You don’t need me to tell you that the Sun is pretty important to all of us. Without it, we wouldn’t be here, but it won’t be around forever. Scientists predict that the Sun will begin dying in around 10 billion years from now, but since mankind has never been around for such an event it’s impossible to know exactly how it will all go down.

Researchers have observed far-off stars in different stages of their lives for decades, and with the data they’ve gathered we’re now closer than ever to being able to predict how our own star will enter the final phases of its life. In a new research paper published in Nature Astronomy a team of astronomers from around the world crunch the numbers and attempt to paint a picture of what will happen to our star billions of years from now.

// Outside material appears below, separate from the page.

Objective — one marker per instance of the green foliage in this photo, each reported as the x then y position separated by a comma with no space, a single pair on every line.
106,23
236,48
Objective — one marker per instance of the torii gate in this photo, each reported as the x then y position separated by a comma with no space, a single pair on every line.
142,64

Using advanced data models that take into account the mass of a star and the type of star it is, the scientists have built a formula to predict whether or not a star create a massive, dusty nebula when it finally dies. The model can forecast the luminosity of the resulting nebula, and when the scientists added the data of our own Sun to the model it spit out the answer.

The formula suggests that the Sun is large enough to produce a planetary nebula in its wake, leaving a dusty, glowing cloud of material where much of the Solar System used to be. However, the cloud will likely be quite faint, since our star isn’t actually all that large compared to those which create more stunning nebulae.

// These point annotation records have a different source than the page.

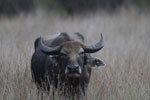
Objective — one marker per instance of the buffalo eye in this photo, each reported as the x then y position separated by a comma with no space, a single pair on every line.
81,53
63,54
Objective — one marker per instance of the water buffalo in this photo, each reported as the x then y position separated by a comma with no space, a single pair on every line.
65,63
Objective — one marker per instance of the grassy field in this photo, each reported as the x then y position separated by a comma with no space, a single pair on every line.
126,53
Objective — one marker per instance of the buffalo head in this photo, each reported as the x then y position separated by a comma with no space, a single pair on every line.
73,56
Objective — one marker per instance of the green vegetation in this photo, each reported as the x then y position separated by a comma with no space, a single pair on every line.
10,7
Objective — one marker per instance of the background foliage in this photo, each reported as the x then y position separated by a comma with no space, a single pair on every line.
10,7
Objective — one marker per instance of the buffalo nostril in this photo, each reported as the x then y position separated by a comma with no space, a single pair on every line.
76,67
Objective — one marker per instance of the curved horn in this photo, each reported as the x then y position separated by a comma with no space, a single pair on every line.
48,50
94,48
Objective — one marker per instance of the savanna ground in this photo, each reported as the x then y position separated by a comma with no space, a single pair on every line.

“We found that stars with mass less than 1.1 times the mass of the sun produce fainter nebula, and stars more massive than 3 solar masses brighter nebulae, but for the rest the predicted brightness is very close to what had been observed,” Professor Albert Zijlstra of Jodrell Bank explains. “This is a nice result. Not only do we now have a way to measure the presence of stars of ages a few billion years in distant galaxies, which is a range that is remarkably difficult to measure, we even have found out what the sun will do when it dies!”

Obviously mankind will need to be long gone by the time this all happens, and any living creatures roaming on whatever is left of Earth by that point (10 billion years is a long, long time, after all) won’t have anything left to stand on. So pack your bags, and praise the Sun.